Fadwa Joud

Imaging gold nanoparticles in living cell environments using heterodyne digital holographic microscopy

This paper describes an imaging microscopic technique based on heterodyne digital holography where subwavelength-sized gold colloids can be imaged in cell environments. Surface cellular receptors of 3T3 mouse fibroblasts are labeled with 40 nm gold nanoparticles, and the biological specimen is imaged in a total internal reflection configuration with holographic microscopy. Due to a higher scattering efficiency of the gold nanoparticles versus that of cellular structures, accurate localization of a gold marker is obtained within a 3D mapping of the entire samples scattered field, with a lateral precision of 5 nm and 100 nm in the x,y and in the z directions respectively, demonstrating the ability of holographic microscopy to locate nanoparticles in living cell environments.

Imaging a vibrating object by Sideband Digital Holography

We obtain quantitative measurements of the oscillation amplitude of vibrating objects by using sideband digital holography. The frequency sidebands on the light scattered by the object, shifted by n times the vibration frequency, are selectively detected by heterodyne holography, and images of the object are calculated for different orders n. Orders up to n = 120 have been observed, allowing the measurement of amplitudes of oscillation that are significantly larger than the optical wavelength. Using the positions of the zeros of intensity for each value of n, we reconstruct the shape of vibration the object.

Fringe free holographic measurements of large amplitude vibrations

In the measurement of the amplitude of vibration of objects, holographic imaging techniques usually involve fringe counting; because of the limited resolution of the images, measurements of large amplitudes are not accessible. We demonstrate a technique that suppresses the necessity of fringe counting--frequency sideband imaging--where the order of the sideband is considered a marker of the amplitude. The measurement is completely local: no comparison with another reference point on the object is necessary. It involves a sharp variation of a signal, which makes it robust against perturbations. The method is demonstrated in an experiment made with a vibrating clarinet reed; phase modulations as large as 1000 rad have been measured.

Two-step distortion-free reconstruction scheme for holographic microscopy

We propose a three-dimensional holographic reconstruction procedure applicable with no a priori knowledge about the recording conditions enabling distortion-free three-dimensional object reconstruction.
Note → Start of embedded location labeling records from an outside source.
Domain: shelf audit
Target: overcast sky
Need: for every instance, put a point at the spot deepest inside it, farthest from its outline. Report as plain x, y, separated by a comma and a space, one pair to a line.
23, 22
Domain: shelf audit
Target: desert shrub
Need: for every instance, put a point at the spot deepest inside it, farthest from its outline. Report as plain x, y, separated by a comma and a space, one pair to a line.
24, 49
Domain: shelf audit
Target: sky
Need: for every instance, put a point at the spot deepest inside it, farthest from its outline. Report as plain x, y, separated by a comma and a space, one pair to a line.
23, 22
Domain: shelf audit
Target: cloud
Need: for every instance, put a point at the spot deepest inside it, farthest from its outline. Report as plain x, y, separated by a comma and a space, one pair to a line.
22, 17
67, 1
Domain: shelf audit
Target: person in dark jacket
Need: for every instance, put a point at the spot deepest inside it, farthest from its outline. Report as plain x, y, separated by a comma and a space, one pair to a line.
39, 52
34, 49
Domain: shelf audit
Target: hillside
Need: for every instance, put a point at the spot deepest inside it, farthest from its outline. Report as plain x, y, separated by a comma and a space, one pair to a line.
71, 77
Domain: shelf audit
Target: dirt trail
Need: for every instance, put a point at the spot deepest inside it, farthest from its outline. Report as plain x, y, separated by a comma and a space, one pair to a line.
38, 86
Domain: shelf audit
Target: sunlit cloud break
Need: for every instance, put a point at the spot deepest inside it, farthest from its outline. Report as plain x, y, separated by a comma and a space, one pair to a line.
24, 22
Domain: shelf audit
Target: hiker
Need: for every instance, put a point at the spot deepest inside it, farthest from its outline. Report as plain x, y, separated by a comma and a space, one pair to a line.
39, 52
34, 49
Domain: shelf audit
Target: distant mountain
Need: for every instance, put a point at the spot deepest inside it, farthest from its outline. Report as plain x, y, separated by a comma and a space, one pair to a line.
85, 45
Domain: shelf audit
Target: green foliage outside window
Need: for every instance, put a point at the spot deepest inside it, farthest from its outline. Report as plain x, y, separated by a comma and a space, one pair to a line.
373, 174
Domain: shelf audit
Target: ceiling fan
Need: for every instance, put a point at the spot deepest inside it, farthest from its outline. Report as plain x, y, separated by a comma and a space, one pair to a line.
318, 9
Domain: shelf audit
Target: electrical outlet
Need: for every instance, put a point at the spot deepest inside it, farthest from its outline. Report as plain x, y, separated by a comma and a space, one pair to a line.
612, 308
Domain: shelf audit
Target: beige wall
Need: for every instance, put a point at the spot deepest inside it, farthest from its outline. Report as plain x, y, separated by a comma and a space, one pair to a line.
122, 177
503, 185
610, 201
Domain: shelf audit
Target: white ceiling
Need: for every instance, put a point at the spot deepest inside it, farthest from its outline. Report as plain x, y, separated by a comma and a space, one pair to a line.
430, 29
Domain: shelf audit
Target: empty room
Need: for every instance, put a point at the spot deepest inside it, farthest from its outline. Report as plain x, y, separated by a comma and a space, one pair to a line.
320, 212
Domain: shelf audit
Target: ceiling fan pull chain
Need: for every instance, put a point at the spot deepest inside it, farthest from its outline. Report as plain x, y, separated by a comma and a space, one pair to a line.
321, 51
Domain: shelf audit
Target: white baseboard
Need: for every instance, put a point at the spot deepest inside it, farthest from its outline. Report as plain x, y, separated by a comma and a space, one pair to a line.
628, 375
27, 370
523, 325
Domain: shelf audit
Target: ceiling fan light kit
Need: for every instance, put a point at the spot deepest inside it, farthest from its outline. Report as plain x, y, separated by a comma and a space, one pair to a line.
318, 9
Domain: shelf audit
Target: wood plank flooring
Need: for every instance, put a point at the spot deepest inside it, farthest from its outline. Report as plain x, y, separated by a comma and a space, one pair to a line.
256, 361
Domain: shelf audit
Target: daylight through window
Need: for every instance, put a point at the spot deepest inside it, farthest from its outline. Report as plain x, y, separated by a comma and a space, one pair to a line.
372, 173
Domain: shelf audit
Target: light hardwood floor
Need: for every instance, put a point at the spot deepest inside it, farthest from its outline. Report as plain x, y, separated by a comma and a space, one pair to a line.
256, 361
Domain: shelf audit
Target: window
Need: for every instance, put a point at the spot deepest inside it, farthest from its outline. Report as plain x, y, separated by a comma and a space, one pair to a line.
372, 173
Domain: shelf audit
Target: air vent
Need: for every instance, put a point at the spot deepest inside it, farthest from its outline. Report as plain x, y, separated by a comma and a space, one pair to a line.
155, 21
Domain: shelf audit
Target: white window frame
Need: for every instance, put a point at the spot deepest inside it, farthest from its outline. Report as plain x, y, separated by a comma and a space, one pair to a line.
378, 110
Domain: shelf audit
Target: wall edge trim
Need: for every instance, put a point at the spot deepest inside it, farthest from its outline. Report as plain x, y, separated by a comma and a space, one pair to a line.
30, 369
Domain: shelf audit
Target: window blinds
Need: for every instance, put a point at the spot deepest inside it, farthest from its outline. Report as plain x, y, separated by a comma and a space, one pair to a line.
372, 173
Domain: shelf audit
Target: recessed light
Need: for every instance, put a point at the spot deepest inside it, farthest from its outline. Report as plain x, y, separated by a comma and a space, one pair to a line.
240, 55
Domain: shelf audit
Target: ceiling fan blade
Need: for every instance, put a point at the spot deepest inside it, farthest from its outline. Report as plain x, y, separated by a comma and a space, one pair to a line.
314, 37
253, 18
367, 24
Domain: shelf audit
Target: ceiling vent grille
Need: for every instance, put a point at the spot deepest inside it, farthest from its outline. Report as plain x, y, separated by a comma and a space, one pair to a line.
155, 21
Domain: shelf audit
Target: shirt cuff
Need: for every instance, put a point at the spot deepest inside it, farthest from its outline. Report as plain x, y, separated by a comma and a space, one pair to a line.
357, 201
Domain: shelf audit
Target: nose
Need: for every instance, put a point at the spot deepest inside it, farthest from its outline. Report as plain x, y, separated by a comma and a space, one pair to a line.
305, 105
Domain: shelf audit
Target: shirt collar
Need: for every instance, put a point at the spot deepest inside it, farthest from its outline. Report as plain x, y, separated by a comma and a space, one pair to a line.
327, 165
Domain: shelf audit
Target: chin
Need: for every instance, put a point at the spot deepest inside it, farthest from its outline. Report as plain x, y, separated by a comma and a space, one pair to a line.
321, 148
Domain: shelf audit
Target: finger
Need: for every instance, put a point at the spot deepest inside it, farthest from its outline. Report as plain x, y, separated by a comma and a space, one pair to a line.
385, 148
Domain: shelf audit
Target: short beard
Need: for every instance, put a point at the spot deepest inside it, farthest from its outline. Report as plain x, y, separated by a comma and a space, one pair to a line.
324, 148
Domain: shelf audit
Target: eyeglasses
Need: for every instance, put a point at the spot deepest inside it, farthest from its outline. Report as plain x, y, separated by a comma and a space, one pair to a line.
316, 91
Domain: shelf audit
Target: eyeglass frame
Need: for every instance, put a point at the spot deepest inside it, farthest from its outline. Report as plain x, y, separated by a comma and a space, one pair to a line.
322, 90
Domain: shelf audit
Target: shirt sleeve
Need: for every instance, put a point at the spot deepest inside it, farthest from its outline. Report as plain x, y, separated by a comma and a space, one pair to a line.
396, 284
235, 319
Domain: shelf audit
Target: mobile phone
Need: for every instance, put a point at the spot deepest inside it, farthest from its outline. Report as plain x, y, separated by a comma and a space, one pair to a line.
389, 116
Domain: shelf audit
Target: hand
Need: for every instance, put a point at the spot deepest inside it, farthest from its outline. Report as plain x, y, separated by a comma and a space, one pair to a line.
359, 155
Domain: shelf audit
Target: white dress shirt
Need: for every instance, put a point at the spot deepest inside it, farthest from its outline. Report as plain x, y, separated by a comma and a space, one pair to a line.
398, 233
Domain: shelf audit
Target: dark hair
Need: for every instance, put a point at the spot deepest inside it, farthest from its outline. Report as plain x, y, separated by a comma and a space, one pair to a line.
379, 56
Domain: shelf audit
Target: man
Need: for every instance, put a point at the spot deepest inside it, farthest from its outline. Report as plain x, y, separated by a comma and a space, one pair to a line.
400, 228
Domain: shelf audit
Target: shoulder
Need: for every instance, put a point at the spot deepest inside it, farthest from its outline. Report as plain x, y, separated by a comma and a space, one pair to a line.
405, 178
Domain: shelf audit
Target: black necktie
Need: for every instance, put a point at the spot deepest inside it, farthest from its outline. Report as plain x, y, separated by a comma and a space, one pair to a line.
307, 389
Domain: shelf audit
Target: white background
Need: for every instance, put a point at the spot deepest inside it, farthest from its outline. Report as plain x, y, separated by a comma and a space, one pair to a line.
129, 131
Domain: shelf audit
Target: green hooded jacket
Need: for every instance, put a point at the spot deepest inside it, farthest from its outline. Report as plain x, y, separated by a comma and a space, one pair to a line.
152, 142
Vibration motions studied by Heterodyne Holography

Playing with amplitude, phase and frequency of both reference and signal arms, heterodyne holography is well adapted to vibration analysis. Vibration sidebands can be imaged and stroboscopic measurement sensitive to mechanical phase can be made

Holographic microscopy for the three-dimensional exploration of light scattering from gold nanomarkers in biological media

The 3D structure of light scattering from dark-field illuminated live 3T3 cells marked with 40 nm gold nanomarkers is explored. For this purpose, we use a high resolution holographic microscope combining the off-axis heterodyne geometry and the phase-shifting acquisition of the digital holograms. Images are obtained using a novel 3D reconstruction method providing longitudinally undistorted 3D images. A comparative study of the 3D reconstructions of the scattered fields allows us to locate the gold markers which yield, contrarily to the cellular structures, well defined bright scattering patterns that are not angularly titled and clearly located along the optical axis. This characterization is an unambiguous signature of the presence of the gold biological nanomarkers, and validates the capability of digital holographic microscopy to discriminate them from background signals in live cells.

Three dimensional tracking of gold nanoparticles using digital holographic microscopy

In this paper we present a digital holographic microscope to track gold colloids in three dimensions. We report observations of 100nm gold particles in motion in water. The expected signal and the chosen method of reconstruction are described. We also discuss about how to implement the numerical calculation to reach real-time 3D tracking.

Digital Holography at Ultimate Shot Noise Level

We present an Off-Axis Phase-Shifting Digital Holographic technique able to make digital holography at shot noise level. We discuss the advantages of this technique and we give application examples.

Off-axis phase-shifting holographic interferometry for the 3D localization of cellular transmembrane receptors tagged with gold nanomarkers

In this communication, we show that off-axis digital holography combined to phase-shifting acquisition of holograms is an effective microscopic tool to fully localize, in three dimensions, transmembrane receptors of living cells tagged with Gold nanocolloids. Gold nanoparticles, known for their interesting optical properties as well as for their noncytotoxicity are used here as biomarkers to target the cellular receptors.